Integrated Analysis of Global Regulators and Efflux Genes in MDR Klebsiella pneumoniae:Unlocking Targets for Antimicrobial Reversal

Background: Multidrug-resistant Klebsiella pneumoniae poses a growing clinical challenge due to its ability to evade antibiotic treatment, particularly through the overexpression of efflux systems. Among these, the AcrAB-TolC pump is central to resistance against fluoroquinolones. While the global regulator's MarA, SoxS, and Rob are known modulators of efflux in Enterobacteriaceae, their functional relevance in clinical K. pneumoniae remains insufficiently defined. Objective: This study aimed to elucidate the transcriptional dynamics between global regulators (marA, soxS, rob) and efflux pump components (acrA, acrB, tolC) in multidrug-resistant K. pneumoniae and to validate the functional role of efflux in fluoroquinolone resistance.

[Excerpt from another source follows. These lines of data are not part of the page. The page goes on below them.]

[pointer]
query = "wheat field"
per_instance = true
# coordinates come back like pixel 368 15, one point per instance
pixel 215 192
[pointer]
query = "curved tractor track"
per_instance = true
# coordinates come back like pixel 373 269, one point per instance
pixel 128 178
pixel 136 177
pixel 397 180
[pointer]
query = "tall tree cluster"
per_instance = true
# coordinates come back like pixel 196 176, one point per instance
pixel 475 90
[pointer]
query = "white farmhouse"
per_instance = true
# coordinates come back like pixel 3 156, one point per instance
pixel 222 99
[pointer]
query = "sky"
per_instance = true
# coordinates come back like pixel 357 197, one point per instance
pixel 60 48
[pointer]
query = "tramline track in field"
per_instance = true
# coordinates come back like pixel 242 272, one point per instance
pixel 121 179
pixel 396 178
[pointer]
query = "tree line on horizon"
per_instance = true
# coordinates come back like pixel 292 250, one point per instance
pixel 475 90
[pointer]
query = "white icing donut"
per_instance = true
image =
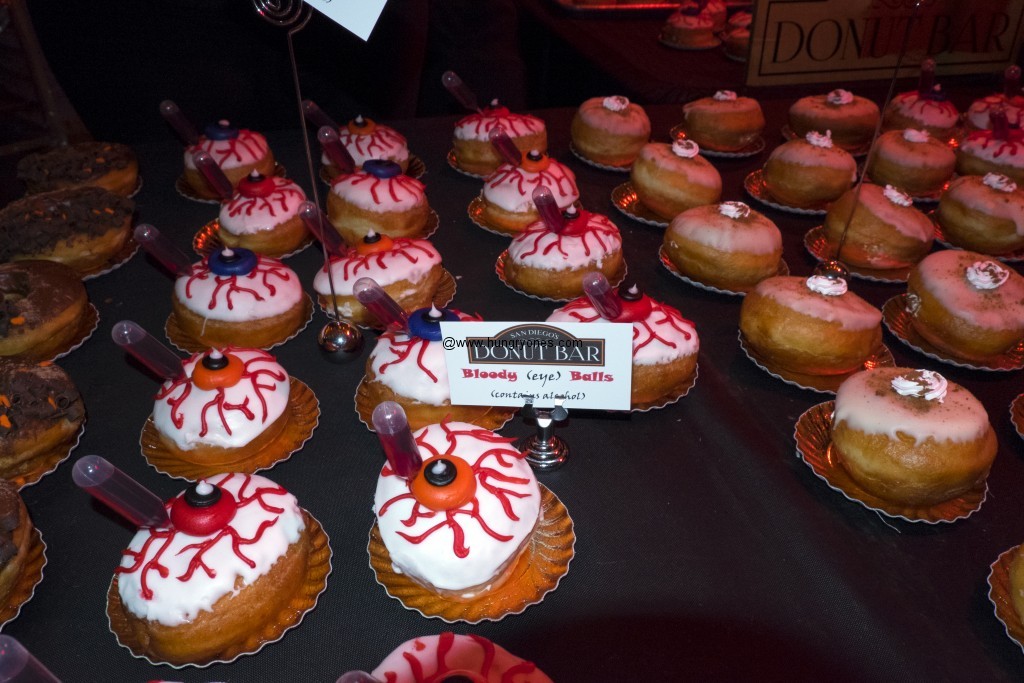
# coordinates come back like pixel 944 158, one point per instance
pixel 477 126
pixel 849 310
pixel 468 547
pixel 975 194
pixel 225 417
pixel 157 580
pixel 248 147
pixel 434 657
pixel 867 402
pixel 511 187
pixel 977 114
pixel 664 336
pixel 631 120
pixel 729 227
pixel 591 239
pixel 943 273
pixel 412 367
pixel 408 259
pixel 367 191
pixel 802 153
pixel 937 114
pixel 983 144
pixel 696 170
pixel 383 142
pixel 248 215
pixel 269 289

Methods: Thirty clinical MDR isolates and ten susceptible controls were characterized via antibiotic susceptibility testing. Gene expression was quantified using qRT-PCR, normalized to 16S rRNA, and analyzed by the 2^–ΔΔCt method. Pearson correlation assessed relationships between gene expression and resistance. Phenotypic validation of efflux activity was performed using PAβN, an AcrAB-TolC inhibitor. Results: MDR isolates exhibited significant overexpression of marA (5.0-fold), soxS (4.0-fold), acrB (7.9-fold), and other efflux components (p < 0.001). Strong positive correlations emerged between marA/soxS and acrB expression, implicating coordinated regulatory control. PAβN exposure reduced ciprofloxacin MICs by ≥ 4-fold in 80% of high-acrB isolates, confirming active efflux involvement. Conclusion: The data establish MarA and SoxS as principal activators of the AcrAB-TolC efflux system in clinical MDR K. pneumonia , driving fluoroquinolone resistance. Rob showed minimal impact. Functional inhibition of efflux restored anti-biotic susceptibility in most isolates, highlighting global regulators and efflux pumps as promising targets for adjunctive therapy to combat resistance.